This is true if you assume $H_n(X)$ is finitely generated for all $n$ (all coefficients in this post will be $\mathbb{Z}$). In particular, this holds if $X$ has the homotopy type of a CW-complex with finitely many cells in each degree.
To prove this, we invoke the classification of finitely generated abelian groups, which says that $H_n(X)$ is a finite direct sum of cyclic groups. Since the universal coefficient theorem says that $H^n(X)\cong \operatorname{Hom}(H_n(X),\mathbb{Z})\oplus\operatorname{Ext}(H_{n-1}(X),\mathbb{Z})$ and Hom and Ext both preserve (finite) direct sums, to compute $H^n(X)$ we just have to compute $\operatorname{Hom}(A,\mathbb{Z})$ and $\operatorname{Ext}(A,\mathbb{Z})$ when $A$ is a cyclic group. In particular, we can use the following facts:
$$\operatorname{Hom}(\mathbb{Z},\mathbb{Z})\cong \mathbb{Z}$$
$$\operatorname{Hom}(\mathbb{Z}/m,\mathbb{Z})\cong 0$$
$$\operatorname{Ext}(\mathbb{Z},\mathbb{Z})\cong 0$$
$$\operatorname{Ext}(\mathbb{Z}/m,\mathbb{Z})\cong \mathbb{Z}/m$$
It follows that $\operatorname{Hom}(H_n(X),\mathbb{Z})$ is a direct sum of copies of $\mathbb{Z}$, one for each direct summand of $\mathbb{Z}$ in $H_n(X)$, and $\operatorname{Ext}(H_{n-1}(X),\mathbb{Z})$ is a direct sum of finite cyclic groups which are isomorphic to the finite cyclic groups appearing as direct summands in $H_{n-1}(X)$. So, in brief, $H^n(X)$ is isomorphic to the direct sum of the free part of $H_n(X)$ and the torsion part of $H_{n-1}(X)$ (where "free part" means the direct sum of all the $\mathbb{Z}$ summands, and "torsion part" means the direct sum of the finite cyclic summands).

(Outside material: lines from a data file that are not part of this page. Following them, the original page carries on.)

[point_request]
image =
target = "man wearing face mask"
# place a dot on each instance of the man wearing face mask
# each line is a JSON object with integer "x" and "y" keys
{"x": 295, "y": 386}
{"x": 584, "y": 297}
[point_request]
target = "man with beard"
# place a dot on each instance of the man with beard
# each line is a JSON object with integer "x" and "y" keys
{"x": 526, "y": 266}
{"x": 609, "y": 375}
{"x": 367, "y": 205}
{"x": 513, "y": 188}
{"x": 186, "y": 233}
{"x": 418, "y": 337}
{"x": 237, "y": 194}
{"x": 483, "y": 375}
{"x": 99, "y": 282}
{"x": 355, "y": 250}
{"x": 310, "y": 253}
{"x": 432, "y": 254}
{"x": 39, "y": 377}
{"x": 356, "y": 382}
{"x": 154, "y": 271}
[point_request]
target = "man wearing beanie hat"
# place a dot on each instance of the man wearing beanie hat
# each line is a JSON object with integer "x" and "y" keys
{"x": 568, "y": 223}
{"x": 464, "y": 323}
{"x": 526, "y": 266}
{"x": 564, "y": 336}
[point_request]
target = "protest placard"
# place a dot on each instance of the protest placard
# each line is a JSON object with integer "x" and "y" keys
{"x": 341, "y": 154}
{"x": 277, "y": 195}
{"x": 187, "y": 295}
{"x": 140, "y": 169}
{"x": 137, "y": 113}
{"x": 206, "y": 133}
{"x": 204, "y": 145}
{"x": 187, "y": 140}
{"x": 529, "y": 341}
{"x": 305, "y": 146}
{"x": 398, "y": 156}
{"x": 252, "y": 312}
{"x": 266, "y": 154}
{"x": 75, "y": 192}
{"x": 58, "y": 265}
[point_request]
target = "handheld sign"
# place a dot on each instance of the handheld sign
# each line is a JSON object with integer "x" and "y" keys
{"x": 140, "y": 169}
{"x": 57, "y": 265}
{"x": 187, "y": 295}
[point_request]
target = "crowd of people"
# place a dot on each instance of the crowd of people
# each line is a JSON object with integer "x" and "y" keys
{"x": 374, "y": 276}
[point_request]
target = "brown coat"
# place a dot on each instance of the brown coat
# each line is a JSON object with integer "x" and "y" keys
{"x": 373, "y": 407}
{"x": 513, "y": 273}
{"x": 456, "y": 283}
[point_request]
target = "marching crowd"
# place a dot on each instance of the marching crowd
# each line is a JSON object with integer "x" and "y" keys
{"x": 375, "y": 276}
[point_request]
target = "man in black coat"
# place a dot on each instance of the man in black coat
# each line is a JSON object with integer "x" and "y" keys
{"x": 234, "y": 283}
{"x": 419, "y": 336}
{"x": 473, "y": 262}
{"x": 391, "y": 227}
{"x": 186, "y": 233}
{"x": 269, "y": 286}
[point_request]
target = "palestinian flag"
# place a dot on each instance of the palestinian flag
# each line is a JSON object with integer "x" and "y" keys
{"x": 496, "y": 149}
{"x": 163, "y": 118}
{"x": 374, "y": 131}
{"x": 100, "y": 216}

In particular, from the description above, we see that the torsion part of $H^n(X)$ is isomorphic to the torsion part of $H_{n-1}(X)$, so $H^n(X)$ has an element of order $p$ iff $H_{n-1}(X)$ has an element of order $p$. Considering the (co)homology in all degrees at once, we get that $H^*(X)$ has an element of order $p$ iff $H_n(X)$ has an element of order $p$.
Without the assumption that $H_n(X)$ is finitely generated, this need not be true. For instance, it is possible to construct a space $X$ such that $H_0(X)=\mathbb{Z}$, $H_1(X)=\mathbb{Q}/\mathbb{Z}$, and $H_n(X)=0$ for all $n>1$. Then the homology of $X$ has $p$-torsion for any $p$, but the cohomology can be computed to have no $p$-torsion: $H^0(X)=\mathbb{Z}$, $H^1(X)=0$, $H^2(X)=\hat{\mathbb{Z}}$, and $H^n(X)=0$ for $n>2$.